Kibice są zawiedzeni.
- To ogromna szkoda. Cenię trenera Szenkela. Nie tylko ja. Jestem rodzicem, kibicem, miłośnikiem sportu. To, co zrobił trener Szenkel, to było wspięcie się na wyżyny. Sam był trenerem, czuł robotę, chłopcy mu zaufali. Robili wszystko, żeby osiągnąć jak najwyższe cele. Tak się stało - uważa Elżbieta Hardzina, kibic, była zawodniczka MTS Chrzanów, trenerka, mama dwóch zawodników.
- Może za dużo jest powiedziane, że trener Szenkel zbudował tę drużynę. Po odejściu Pawła Rokity z MTS Chrzanów dwa sezony temu, ja wymyśliłem trenera Szenkela. On był wolnym trenerem w okolicy. To był mój pomysł. Zawodnicy do klubu też byli wybierani przeze mnie. Trener był autorem sukcesu zespołu, który dostał właściwie gotowy po Pawle Rokicie - podkreśla prezes Dęsoł.
W ostatnim czasie z klubu odeszło kilkoro czołowych szczypiornistów. Prezes zapewnia, że zaległe wynagrodzenia zostaną wypłacone. Nie wiadomo tylko, kiedy.

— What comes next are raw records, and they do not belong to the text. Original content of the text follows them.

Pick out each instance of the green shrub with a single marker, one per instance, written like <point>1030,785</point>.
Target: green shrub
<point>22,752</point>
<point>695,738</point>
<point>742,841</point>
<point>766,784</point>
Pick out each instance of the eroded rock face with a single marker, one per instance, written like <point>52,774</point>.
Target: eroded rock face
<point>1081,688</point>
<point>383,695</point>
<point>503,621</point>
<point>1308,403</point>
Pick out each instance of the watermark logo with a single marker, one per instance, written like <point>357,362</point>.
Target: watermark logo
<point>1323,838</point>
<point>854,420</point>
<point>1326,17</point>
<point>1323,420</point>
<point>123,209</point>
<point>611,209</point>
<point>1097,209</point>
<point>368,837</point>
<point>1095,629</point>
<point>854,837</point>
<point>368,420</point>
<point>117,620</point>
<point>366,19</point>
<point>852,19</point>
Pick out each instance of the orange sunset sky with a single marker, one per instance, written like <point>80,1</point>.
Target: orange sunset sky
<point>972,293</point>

- Zostanie stworzony fundusz do spłaty zadłużenia wobec zawodników, którzy odeszli. Pieniądze, jak będzie nadwyżka na dany miesiąc, trafią do skarbonki. Z niej oddamy pieniądze - mówi prezes MTS Chrzanów.
- Mam ogromny żal do zarządu MTS. Tu grali chłopcy, którzy kochali ten sport, dojeżdżali ze Śląska, Krakowa na własny koszt. W zamian nie mieli nic. Jak zarząd chciał pozyskać jakiegoś dobrego zawodnika, powinien przewidzieć, jakie są koszty jego utrzymania. Tak się nie stało - opowiada Elżbieta Hardzina.

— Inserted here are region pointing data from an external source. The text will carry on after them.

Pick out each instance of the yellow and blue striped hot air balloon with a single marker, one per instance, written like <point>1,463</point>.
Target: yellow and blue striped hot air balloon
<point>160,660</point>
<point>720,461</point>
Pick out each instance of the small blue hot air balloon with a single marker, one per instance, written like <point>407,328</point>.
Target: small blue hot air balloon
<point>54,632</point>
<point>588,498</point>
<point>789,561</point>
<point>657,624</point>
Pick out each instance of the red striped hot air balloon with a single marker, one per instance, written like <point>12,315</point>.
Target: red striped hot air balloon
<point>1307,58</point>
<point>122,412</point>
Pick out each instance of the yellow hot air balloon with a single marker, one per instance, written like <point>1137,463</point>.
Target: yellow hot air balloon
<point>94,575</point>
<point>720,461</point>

Ze starego składu zostało niewielu graczy. W nowej drużynie jest trzech juniorów. Jak przyznaje prezes klubu, ponowna budowa zespołu to na razie priorytet.
- Zostali nasi zawodnicy: Dawid, Marcin Skoczylasowie, Patryk Rola. Zostali też nasi bramkarze. Reszta to nowi zawodnicy. Kadra będzie bardzo przebudowana. Będzie ośmiu nowych zawodników. Wiadomo, że przed ty sezonem nie stawiamy żadnych celów. Zespół ma gra dobre mecze, zgrywać się. Od nowego sezonu wystartujemy z nowego pułapu - wyjaśnia Marcin Dęsoł.

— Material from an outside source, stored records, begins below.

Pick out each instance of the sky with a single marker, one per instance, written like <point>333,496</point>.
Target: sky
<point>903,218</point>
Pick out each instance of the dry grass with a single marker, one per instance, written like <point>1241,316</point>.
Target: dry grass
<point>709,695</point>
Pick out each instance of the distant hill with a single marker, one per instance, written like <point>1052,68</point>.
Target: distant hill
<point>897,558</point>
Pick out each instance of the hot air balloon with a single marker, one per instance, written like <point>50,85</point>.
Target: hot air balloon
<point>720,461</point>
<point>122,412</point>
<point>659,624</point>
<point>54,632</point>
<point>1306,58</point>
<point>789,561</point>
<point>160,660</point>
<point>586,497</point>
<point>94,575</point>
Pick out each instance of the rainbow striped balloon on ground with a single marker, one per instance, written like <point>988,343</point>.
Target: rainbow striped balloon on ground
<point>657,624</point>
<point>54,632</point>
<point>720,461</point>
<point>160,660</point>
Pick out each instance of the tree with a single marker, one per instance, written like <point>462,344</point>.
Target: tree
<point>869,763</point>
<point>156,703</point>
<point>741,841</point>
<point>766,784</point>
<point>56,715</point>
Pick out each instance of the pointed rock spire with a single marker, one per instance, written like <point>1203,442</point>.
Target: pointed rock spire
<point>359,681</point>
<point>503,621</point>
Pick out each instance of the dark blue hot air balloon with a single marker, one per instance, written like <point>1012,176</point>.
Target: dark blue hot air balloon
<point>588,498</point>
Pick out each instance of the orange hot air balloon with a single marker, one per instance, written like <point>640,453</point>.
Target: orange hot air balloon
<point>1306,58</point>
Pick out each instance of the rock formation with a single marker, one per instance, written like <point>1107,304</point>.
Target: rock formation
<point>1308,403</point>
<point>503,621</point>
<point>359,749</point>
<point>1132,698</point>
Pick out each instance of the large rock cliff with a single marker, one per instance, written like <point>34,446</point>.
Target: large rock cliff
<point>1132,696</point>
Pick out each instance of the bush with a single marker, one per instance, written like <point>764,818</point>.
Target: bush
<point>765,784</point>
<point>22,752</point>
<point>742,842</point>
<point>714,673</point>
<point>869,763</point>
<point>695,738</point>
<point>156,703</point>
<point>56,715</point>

Miasto współfinansuje chrzanowskich szczypiornistów. Burmistrz podkreśla, że wspiera zespół jak może.
- Próbuję i pomagam otwierać różne drzwi do sponsorów. Udało się kilka firm dokooptować do tego składu. Brak tytularnego sponsora to jednak duży uszczerbek w dochodach klubu z problemami finansowymi. Jako miasto przekazaliśmy w tym roku blisko 300 tysięcy. Na same stypendia, które płacimy zawodnikom, wydajemy 115 tysięcy. Udostępniamy też halę sportową. To się nie zmieni. Piłka ręczna jest i będzie dla nas bardzo ważna. Ten sport zawodowy jednak musi być współfinansowany przez prywatny biznes - zauważa Robert Maciaszek, burmistrz Chrzanowa.
W najbliższych dniach poznamy nazwisko nowego trenera. Jeszcze przed zbliżającym się sezonem okaże się także, czy drużyna zyska nowego sponsora tytularnego.
- Chciałoby się być w Lidze Centralnej. Są lata tłuste i chude. Ten rok na pewno będzie słabszy niż poprzedni. Zrobimy jednak wszystko, żeby być jak najwyżej w tabeli. Chłopaki zostawią serducho na boisku, jak zawsze. Kibice nam dopiszą. Nie wyobrażam sobie, żeby Chrzanów nie mał drużyny na poziomie pierwszoligowym - podkreśla prezes MTS.